La renaissance de certaines espèces permet la revitalisation d'écosystèmes
Souvent contraints d'étudier les conséquences de la disparition d'une espèce, les scientifiques ont parfois l'occasion de se pencher sur le phénomène inverse, quand des espèces qui étaient en voie d'extinction connaissent une renaissance spectaculaire.
Des études ont montré qu'un tel retour d'espèces qualifiées de "clés de voute", celles qui ont un rôle majeur sur leur environnement, est vital pour la santé des écosystèmes.
Voici quelques exemples en Amérique du Nord.
- Loups gris
Le loup, pourtant adulé par certaines tribus amérindiennes, a été diabolisé et exterminé par les colons européens arrivés à partir du XVIe siècle.
Au milieu du XXe siècle, on comptait moins d'un millier de loups gris aux Etats-Unis (hors Alaska) alors que l'on estime qu'au moins 250.000 d'entre eux arpentaient le territoire avant l'arrivée des Européens.
Une extinction totale a été évitée dans les années 1970 avec l'adoption d'une loi sur les "espèces en danger", qui a permis de voir le retour de ce prédateur dans certaines parties du pays.
Dans les années 1990, le gouvernement américain a également réintroduit des loups provenant du Canada dans le célèbre parc national de Yellowstone.
La réintroduction a permis d'éviter une prolifération des élans, et par conséquent d'éviter que ces ongulés géants ne ravagent la végétation qui fournit du matériel important aux oiseaux nidificateurs et aux castors pour leurs barrages.
Amaroq Weiss, une biologiste et militante pour la cause du loup au Centre pour la diversité biologique, situé dans l'Arizona, compare les écosystèmes à une tapisserie très fournie. "Quand nous tirons sur certains fils, nous affaiblissons la tapisserie", a-t-elle affirmé à l'AFP.
On estime aujourd'hui à plus de 6.000 le nombre de loups gris aux Etats-Unis, hors Alaska, mais l'espèce reste menacée par la chasse, légale dans certaines régions.
- Bison
L'histoire du bison d'Amérique est étroitement liée à la face sombre des Etats-Unis et de ses débuts.
Leur nombre est passé de quelque 30 millions à seulement quelques centaines à la fin du XIXe siècle, au moment où le gouvernement américain a cherché à éradiquer le bison des Grandes plaines, où résidaient des tribus amérindiennes qui dépendaient grandement du bovin pour leur survie.
"Ce fut un génocide intentionnel pour supprimer le bison, pour supprimer les Indiens, et les forcer à aller dans des réserves" indiennes, a déclaré à l'AFP Cody Considine de l'association environnementale TNC, qui tente d'opérer un retour de l'espèce dans les prairies Nachusa de l'Illinois, dans le nord des Etats-Unis.
Le bison préfère se nourrir d'herbe et laisse ainsi plus de place aux plantes à fleurs et aux légumineuses, permettant en retour à une multitude d'espèces d'oiseaux, d'insectes, et d'amphibiens de proliférer.
Avec ses sabots, le bison laboure également le sol, facilitant ainsi la croissance des plantes et la dispersion des graines.
On estime qu'environ 20.000 bisons arpentent désormais le territoire américain au sein de "troupeaux de conservation".
- Loutres de mer
Historiquement, la loutre de mer était observable de la péninsule mexicaine de Basse-Californie jusqu'à l'Alaska, la Russie et le nord du Japon. Mais sa traque au XVIIIe et XIXe siècle a décimé l'espèce, qui avoisinait les 300.000 individus à une époque.
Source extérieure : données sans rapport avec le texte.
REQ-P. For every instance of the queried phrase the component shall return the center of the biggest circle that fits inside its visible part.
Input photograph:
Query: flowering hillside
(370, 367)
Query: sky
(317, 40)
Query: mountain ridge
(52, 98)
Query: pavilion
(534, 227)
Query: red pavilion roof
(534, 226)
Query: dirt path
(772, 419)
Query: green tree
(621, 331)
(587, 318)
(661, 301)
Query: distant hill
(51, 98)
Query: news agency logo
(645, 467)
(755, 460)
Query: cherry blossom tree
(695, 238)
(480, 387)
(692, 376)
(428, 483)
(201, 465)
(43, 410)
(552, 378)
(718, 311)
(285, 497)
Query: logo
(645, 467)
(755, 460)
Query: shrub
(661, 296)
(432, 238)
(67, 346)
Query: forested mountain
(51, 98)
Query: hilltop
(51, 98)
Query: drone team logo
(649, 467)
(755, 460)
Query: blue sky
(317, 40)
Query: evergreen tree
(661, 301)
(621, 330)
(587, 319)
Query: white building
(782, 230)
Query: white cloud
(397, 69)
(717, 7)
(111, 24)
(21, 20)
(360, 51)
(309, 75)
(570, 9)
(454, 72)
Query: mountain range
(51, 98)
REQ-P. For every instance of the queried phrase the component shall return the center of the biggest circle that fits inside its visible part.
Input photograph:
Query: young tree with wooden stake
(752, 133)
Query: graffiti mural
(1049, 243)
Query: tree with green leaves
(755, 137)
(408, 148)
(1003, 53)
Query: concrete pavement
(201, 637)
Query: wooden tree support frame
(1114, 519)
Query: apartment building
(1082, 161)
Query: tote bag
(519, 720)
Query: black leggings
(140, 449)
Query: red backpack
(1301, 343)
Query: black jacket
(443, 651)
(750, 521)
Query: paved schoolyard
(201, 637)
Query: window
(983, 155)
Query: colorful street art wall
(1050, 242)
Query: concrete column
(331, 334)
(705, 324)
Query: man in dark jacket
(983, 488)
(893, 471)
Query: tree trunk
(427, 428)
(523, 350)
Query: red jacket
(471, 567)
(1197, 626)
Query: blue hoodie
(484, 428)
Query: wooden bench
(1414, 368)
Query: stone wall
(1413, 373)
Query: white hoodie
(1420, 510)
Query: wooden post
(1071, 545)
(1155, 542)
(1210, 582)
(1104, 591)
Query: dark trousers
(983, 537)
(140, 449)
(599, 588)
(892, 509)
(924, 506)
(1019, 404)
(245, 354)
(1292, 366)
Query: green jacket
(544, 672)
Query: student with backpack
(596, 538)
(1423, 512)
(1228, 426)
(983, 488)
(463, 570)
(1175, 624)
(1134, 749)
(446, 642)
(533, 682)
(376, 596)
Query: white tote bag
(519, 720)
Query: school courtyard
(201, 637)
Considérée comme complètement éteinte des rivages de Californie, une petite population survivante de 50 loutres de mer a permis une renaissance de l'espèce dans la région, qui comprend désormais environ 3.000 de ces mammifères aquatiques.
Jess Fujii, qui dirige le programme des loutres de mer à l'Aquarium de la baie de Monterey en Californie, a déclaré à l'AFP que des travaux de recherche menés au cours des années 1970 dans les îles Aléoutiennes, au large de l'Alaska, ont démontré que les loutres de mer avaient permis la préservation d'espèces d'algues géantes, en gardant à l'équilibre la population d'oursins qui se nourrissaient de ces algues.
Dans les estuaires de Californie, les loutres de mer ont équilibré les populations de crabes, signifiant en retour davantage de limaces de mer qui se nourrissaient d'algues, permettant à son tour de maintenir les zostères, des plantes marines.
Ces zostères sont considérées comme des "crèches des mers" pour les jeunes poissons, et permettent aussi de réduire l'érosion du littoral.